Night of the Big Wind 
Jan 6-7 1839 

She was born in the year 1838 into a stone-walled thatched- roofed  hut on a stormy coast  just north of Wexford  Ireland  and  began life with the name: Bridget. 

The "hut"was the name used by my grand-aunt Adelia O'Connor, as told to her, by her mother "Bridget". The hut that Bridget was born into,  sat toy-like at the back of nature's landscaped step looking out to the Sea towards Wales. It was protected by a steep incline at the back and a few hundred yards from the front door,  another steep incline looked down on the shore of the Irish Sea. 

People lived mostly on fish  -  one of my favorite snacks.  The   enjoyment of the one I call " my little fishes"- sardines - has been passed down to me from my great-grandparents, from a  far-away time,  in a far-away land. 

In the night January 6 - 7, 1839, a wind blew over Ireland with such force and duration that it was recorded in history and  folklore memory as, "the big wind of 1839".  

On the coast, my great-grandmother's little hut put up a valiant front against the spray, from the wave tops in the Irish Sea, caught up by the ferocious howling wind that riveted the spray  against the stone-walled thatched-roofed little hut. The high pressure mixture of wind and spray ripped inland like chain-saws, sparing nothing in their path.  

Inside the little hut, Bridget had been constantly awakened by the howling screeching wind.  These were new sounds, not part of the normal sounds in her predictable world.  She could feel her body convulsing as it had done earlier, the soreness in her throat from the convulsive screaming to stop  the noise in her ears.  Suddenly from the darkness she could feel herself being picked up and cuddled against a familiar warm body but she still couldn't stop crying. 

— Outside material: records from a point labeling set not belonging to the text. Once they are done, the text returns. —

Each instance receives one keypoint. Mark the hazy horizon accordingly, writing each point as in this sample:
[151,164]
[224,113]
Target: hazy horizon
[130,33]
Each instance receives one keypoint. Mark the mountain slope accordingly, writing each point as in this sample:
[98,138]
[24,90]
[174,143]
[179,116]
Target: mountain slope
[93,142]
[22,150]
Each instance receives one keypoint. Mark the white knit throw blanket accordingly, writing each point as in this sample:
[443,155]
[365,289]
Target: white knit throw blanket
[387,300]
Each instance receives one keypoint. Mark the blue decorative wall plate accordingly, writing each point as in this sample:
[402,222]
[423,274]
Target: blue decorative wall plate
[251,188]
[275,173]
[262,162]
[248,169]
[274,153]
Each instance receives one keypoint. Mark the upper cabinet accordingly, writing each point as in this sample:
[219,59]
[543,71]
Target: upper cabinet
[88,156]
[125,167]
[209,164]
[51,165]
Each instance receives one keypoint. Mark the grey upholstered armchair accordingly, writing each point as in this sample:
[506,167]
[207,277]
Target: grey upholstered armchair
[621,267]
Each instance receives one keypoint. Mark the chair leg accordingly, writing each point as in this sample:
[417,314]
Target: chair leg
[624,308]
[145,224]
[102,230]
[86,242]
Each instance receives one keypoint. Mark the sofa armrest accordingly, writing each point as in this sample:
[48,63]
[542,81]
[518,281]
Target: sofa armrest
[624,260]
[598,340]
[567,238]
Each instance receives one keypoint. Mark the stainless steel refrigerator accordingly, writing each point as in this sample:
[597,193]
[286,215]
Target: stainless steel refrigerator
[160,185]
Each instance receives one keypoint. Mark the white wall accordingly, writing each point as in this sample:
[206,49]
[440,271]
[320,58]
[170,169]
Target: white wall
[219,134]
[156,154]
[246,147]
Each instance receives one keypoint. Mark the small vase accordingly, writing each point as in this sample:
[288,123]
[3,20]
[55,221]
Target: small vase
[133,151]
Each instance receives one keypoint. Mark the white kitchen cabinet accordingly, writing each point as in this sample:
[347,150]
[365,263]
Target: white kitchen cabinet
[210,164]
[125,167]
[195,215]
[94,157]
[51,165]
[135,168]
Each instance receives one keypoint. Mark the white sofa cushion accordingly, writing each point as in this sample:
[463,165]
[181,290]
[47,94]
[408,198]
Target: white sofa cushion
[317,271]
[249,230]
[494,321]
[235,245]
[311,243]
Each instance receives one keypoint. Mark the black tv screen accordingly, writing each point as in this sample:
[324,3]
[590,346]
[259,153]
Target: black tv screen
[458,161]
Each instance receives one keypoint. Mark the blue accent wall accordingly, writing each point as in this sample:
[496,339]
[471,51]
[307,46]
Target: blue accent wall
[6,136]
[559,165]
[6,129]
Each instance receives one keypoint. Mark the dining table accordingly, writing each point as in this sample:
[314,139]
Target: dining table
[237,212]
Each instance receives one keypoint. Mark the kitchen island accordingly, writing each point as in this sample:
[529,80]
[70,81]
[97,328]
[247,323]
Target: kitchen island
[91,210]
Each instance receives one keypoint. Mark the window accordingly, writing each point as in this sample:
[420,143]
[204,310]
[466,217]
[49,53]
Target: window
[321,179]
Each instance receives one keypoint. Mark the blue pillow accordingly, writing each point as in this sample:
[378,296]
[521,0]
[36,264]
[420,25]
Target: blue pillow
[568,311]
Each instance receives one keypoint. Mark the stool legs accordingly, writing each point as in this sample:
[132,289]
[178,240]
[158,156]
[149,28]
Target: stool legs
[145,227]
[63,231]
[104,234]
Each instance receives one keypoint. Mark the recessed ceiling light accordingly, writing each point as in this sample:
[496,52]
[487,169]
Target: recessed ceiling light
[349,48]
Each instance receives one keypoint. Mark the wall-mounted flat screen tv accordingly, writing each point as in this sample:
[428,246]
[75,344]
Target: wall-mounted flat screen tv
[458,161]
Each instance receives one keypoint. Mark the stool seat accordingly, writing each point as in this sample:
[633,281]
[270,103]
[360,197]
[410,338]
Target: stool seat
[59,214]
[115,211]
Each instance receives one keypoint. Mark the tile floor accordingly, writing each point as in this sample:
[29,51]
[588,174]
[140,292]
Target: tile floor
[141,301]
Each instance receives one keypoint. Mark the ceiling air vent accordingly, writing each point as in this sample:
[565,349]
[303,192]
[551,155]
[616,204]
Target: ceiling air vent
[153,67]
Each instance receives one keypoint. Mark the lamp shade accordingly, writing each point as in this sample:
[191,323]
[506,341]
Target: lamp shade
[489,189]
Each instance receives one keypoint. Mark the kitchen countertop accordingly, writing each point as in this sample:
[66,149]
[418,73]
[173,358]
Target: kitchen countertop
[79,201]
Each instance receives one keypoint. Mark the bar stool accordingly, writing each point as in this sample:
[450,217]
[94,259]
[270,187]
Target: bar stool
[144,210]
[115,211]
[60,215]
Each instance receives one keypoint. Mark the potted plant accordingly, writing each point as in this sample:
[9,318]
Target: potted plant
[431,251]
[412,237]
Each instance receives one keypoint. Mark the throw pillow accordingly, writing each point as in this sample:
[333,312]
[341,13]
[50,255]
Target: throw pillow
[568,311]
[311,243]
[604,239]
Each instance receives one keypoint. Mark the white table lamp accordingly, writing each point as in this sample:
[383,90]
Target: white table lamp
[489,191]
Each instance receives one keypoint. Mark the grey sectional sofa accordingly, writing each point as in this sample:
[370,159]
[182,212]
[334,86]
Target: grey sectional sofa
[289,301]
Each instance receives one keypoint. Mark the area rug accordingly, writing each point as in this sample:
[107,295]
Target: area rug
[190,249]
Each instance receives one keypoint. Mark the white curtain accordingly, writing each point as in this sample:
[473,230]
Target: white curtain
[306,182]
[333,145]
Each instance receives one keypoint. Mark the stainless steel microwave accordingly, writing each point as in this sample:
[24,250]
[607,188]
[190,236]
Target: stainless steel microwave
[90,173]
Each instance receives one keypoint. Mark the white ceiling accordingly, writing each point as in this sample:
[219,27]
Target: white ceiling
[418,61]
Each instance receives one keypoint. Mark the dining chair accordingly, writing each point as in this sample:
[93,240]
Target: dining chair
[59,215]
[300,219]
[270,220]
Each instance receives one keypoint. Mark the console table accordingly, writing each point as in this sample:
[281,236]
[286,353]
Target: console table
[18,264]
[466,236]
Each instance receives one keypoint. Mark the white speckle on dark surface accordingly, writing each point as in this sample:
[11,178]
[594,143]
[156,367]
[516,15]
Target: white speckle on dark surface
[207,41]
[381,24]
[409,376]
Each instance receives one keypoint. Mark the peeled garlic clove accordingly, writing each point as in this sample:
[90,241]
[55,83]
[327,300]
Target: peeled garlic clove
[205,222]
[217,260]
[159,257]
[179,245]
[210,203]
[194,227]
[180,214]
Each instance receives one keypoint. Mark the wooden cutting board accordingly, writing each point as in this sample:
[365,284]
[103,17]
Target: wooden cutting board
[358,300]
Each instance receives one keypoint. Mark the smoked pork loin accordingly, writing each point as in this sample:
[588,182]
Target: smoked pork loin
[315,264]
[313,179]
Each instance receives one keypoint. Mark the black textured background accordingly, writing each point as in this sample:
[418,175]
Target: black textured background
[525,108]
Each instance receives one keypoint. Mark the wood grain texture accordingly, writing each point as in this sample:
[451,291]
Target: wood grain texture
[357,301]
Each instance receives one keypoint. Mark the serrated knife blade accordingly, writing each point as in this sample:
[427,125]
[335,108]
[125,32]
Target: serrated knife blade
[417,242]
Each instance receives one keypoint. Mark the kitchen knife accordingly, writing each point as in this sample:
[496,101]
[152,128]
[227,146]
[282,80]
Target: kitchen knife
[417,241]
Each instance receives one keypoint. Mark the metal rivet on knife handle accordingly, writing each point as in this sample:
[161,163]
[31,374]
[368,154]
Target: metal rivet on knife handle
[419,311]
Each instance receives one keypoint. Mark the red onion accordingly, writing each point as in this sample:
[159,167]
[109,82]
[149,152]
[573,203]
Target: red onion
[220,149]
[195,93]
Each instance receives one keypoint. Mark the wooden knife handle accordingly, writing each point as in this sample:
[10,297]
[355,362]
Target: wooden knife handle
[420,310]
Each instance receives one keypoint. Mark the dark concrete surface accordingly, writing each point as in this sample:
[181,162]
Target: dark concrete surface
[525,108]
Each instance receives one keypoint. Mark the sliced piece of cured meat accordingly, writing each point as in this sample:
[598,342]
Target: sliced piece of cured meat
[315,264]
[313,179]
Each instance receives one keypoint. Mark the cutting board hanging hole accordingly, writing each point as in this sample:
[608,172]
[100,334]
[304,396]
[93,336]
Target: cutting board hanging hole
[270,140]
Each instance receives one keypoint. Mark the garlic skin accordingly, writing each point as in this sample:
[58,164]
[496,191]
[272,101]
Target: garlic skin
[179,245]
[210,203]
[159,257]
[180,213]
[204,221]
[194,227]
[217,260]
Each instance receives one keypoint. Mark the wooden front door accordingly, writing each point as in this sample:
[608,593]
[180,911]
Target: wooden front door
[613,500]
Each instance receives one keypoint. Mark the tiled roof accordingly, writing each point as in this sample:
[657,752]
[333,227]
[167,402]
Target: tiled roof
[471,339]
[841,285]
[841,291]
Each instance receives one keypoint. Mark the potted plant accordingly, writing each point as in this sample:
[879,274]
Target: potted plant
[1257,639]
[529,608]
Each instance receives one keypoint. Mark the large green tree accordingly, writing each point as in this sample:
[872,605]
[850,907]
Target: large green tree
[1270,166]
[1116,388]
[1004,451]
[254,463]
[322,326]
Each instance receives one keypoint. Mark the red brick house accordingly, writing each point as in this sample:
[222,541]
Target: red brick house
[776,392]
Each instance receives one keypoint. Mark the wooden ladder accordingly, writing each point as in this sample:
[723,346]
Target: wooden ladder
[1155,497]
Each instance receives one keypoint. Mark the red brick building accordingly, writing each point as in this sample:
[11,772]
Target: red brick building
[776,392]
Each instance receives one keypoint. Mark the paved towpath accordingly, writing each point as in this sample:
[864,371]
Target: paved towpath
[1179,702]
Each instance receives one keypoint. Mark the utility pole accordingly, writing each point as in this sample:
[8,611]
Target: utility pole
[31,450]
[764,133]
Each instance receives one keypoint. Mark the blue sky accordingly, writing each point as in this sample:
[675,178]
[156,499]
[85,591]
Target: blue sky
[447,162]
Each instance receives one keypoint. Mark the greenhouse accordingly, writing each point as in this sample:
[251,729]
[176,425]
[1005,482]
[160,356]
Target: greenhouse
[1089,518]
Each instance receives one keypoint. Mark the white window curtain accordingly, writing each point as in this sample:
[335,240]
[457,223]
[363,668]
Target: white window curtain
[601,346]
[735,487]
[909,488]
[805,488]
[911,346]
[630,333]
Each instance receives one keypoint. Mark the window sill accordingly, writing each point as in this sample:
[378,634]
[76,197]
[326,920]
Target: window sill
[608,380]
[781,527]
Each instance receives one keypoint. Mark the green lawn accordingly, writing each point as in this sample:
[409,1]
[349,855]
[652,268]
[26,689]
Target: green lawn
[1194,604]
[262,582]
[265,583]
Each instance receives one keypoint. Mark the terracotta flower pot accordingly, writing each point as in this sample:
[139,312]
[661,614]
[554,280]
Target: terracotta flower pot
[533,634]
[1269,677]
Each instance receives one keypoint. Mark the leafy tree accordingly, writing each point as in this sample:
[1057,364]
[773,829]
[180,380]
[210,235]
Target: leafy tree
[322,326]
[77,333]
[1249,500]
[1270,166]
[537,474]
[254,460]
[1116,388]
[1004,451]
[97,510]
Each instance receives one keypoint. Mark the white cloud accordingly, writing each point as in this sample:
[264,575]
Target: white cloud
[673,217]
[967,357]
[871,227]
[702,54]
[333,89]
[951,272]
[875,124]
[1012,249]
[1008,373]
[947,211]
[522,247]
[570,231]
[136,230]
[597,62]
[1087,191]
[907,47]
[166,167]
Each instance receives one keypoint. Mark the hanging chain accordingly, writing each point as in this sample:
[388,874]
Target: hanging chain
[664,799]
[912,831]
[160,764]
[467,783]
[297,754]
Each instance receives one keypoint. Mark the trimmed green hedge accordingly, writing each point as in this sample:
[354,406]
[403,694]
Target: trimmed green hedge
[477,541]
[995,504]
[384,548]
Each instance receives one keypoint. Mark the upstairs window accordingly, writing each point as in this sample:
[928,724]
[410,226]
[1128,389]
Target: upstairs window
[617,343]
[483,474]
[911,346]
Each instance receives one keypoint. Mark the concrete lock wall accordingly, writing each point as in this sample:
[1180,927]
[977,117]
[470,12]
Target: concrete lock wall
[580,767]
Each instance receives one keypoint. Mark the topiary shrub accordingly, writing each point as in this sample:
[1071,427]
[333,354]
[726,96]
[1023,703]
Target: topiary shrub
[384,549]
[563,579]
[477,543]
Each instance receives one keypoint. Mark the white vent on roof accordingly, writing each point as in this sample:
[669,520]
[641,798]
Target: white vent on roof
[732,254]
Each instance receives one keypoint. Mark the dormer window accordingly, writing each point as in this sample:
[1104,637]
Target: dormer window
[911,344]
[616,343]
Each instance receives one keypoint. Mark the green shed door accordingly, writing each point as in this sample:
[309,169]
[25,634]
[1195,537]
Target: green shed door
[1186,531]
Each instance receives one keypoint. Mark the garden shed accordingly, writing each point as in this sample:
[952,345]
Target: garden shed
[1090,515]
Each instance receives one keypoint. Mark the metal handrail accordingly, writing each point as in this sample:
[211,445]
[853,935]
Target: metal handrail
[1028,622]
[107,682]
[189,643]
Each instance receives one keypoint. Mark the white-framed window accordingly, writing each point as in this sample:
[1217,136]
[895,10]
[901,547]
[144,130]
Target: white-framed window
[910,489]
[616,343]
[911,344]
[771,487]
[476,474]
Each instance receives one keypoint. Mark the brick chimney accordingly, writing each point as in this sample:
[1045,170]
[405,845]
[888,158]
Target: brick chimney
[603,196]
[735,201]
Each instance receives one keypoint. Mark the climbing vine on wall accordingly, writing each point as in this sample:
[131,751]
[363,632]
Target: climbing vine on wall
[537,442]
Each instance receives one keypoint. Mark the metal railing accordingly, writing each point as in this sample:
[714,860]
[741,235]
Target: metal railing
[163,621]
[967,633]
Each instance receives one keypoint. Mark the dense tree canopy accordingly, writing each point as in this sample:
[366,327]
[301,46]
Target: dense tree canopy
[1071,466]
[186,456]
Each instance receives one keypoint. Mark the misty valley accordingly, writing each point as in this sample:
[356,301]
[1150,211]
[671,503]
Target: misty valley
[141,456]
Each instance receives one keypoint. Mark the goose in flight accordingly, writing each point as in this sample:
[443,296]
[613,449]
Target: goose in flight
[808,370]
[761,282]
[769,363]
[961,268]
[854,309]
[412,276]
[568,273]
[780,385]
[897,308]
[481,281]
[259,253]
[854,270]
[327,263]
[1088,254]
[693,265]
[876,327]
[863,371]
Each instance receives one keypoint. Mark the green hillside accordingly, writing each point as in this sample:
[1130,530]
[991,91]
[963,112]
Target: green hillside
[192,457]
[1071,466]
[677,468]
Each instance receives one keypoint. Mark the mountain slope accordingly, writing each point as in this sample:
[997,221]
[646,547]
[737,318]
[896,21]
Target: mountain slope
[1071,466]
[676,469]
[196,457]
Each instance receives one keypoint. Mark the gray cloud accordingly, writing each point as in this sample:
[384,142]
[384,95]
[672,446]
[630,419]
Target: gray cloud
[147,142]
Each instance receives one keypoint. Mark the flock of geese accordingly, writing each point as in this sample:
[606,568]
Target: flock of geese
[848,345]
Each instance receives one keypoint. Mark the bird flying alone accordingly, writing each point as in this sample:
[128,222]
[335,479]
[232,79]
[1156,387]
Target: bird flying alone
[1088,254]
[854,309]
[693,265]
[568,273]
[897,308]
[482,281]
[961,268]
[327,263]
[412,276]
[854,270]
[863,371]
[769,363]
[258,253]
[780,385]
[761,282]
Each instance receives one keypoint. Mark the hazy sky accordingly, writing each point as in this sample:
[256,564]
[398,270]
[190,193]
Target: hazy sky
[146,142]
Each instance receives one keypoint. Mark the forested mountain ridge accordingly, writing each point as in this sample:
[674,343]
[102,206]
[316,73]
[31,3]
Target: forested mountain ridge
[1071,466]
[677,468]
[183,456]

My great-great-grandmother - Bridget's grandmother -  had just gotten Bridget to sleep when, with a sudden intensification of the wind, the baby began to scream convulsively.  Her grandmother went to the nursery, picked up Bridget from her crib, carried her back into the hearth room, with its great cooking-fireplace. 

 She managed to once more calm Bridget by holding her close to her own body and singing and rocking her.  Bridget could feel the vibrations of her grandmother's singing and the soft inviting comfort of her breasts  - feel the rhythm of her beating heart  - feel the firmness of her rib cage.  Bridget's infant body  once more felt part of a shared body  -  no longer alone  -   once more being allowed to flee the separateness of birth and within the nurturing of that oneness, the howling screeching wind faded from her consciousness as she moved into another world from which she could  watch the flickering flames dancing in the great  fire place of the hearth room. 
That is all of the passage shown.